François-Xavier Druet

Le Président était un trump-la-mort (carte blanche)

François-Xavier Druet Docteur en Philosophie et Lettres

Voilà. C’est fait. Le Président des États-Unis a du sang sur les mains. Cinq personnes, quatre émeutiers et un policier ont payé de leur vie le baroud de déshonneur que s’est offert un milliardaire mégalomane et peut-être dément.

Devant la Maison Blanche, un discours une fois de plus fondé sur le mensonge a incité les mercenaires trumpistes à « marcher sur le Capitole ». Marcher dessus, c’était potentiellement le piétiner. Convaincue que l’élection était « volée », la horde d’inadaptés au réel que sont ses partisans était bien incapable d’une marche pacifique.

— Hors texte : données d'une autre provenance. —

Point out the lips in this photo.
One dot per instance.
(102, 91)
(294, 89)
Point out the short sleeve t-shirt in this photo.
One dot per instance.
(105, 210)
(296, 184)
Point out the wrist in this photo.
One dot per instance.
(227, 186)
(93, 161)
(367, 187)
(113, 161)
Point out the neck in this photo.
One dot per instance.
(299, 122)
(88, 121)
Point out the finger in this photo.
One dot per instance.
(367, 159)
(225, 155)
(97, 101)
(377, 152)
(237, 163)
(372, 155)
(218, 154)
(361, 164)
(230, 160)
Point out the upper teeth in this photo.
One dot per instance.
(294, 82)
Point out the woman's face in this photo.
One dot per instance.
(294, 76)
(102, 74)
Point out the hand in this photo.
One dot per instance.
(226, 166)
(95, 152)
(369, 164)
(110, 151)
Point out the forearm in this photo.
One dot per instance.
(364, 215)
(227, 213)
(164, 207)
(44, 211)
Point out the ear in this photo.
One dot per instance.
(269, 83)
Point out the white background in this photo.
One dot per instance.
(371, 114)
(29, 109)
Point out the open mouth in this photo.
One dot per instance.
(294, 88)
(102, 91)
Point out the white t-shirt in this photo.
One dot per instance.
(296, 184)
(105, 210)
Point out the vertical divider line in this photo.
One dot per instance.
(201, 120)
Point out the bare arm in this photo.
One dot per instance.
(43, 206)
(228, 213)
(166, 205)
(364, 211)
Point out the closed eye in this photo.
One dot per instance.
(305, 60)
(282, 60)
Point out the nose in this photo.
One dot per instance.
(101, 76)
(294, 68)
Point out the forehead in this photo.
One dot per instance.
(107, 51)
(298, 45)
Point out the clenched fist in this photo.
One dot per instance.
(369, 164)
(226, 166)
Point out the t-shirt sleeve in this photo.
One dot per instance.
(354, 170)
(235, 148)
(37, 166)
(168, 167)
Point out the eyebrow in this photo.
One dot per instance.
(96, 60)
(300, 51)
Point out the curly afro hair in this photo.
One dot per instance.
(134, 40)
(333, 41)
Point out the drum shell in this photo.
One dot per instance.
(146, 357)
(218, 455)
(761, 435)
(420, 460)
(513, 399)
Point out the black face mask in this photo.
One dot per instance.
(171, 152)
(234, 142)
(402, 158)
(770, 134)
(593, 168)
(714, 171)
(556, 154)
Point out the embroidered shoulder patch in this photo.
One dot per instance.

Le mentor le savait-il ? S’il l’ignorait, c’est qu’il manquait de la lucidité critique minimale. Pareille inconscience, inadmissible chez un président, le rend responsable des événements. S’il le savait – ce qui paraît probable -, c’est plus choquant encore. Il a sonné l’hallali en sachant possible ce que d’aucuns ont appelé « le coup d’État », voire en l’espérant. Il est alors coupable de haute trahison par rapport à la Constitution américaine, à laquelle il a prêté serment. Dans une hypothèse comme dans l’autre, sa responsabilité est entière.

Les proches des cinq victimes assigneront-ils le Président devant les tribunaux? Argueront-il que l’incitation à marcher sur le Capitole a déclenché le mouvement violent qui a été fatal aux leurs ? Réclameront-ils des dommages ? L’avenir nous l’apprendra.

Le nom de Trump restera associé non seulement à cette violation du Capitole, plus jamais vue depuis 1814, mais au décès de ces cinq personnes. L’étiquette de « trump-la-mort » convient à celui qui a leur mort sur la conscience.

Indirectement, il doit en avoir bien d’autres. Un climat délétère a été instauré et entretenu de mille et un façons : chapelets d’insultes, de trivialités, de stigmatisations des minorités qui ne sont pas d’extrême droite, racisme et misogynie démentis malgré des preuves du contraire, soutien aveugle à l’industrie de l’armement, mensonges, médisances et calomnies ont été le pain quotidien du Président et de ses sbires, proches ou lointains. Comment ne pas mettre en cause les agissements d’un tel Président ? Comment ne pas voir que les violences privées et policières sont en lien avec l’ambiance créée par ce gourou qui claironne que le monde appartient aux forts et se refuse aux faibles ?

Peut-être ce point d’orgue – prévisible, et presque attendu – de la démesure trumpesque aura-t-il ouvert les yeux de quelques-uns parmi ses septante-quatre millions d’électeurs. Mystère impénétrable : pourquoi autant d’êtres humains, la plupart normalement constitués, ont-ils pu jeter leur dévolu sur ce trublion dépourvu de tout scrupule ? Et que donnerait un nouveau vote ? La question effraie.

Le sens premier de « trompe-la-mort » n’est pas non plus sans pertinence pour Trump. Comment ce distillateur de haine a-t-il échappé à l’assassinat ou même, pour autant qu’on sache, aux tentatives d’attentat ? N’appelait-il pas lui-même les « forts » à sauver l’État américain ? C’eût été, du point de vue de certains, un moyen d’y parvenir. Sans doute les services de sécurité ont-ils été mieux entraînés à protéger le Président que le Capitole. Peut-être aussi les candidats assassins se situent-ils surtout dans les franges d’extrême droite, qui comptaient – et continuent à compter – sur sa complaisance.

Rarement un Président aura suscité, aux États-Unis et dans le monde, des sentiments aussi exacerbés, allant de l’adoration à l’exécration. Le meneur affirme maintenant à ses suiveurs que « le combat pour la grandeur de l’Amérique ne fait que commencer ». Difficile pourtant d’imaginer quelles voies lui restent ouvertes après s’être à ce point discrédité. Mais combien d’Américains mettront ce discrédit à son crédit dans les années qui viennent ? Personne n’en sait rien pour le moment. Toutefois, un nabab reste redoutable lorsque tous les moyens lui sont bons.

À court terme, il est utopique de bâtir en rêve une société américaine pacifiée pour la simple raison que son nouveau leader renonce à insulter, à haïr et à discriminer. Les États-Unis n’en ont pas fini avec Trump, même s’ils ont pu vérifier, pendant des années, que la violence, ça trumpe énormément.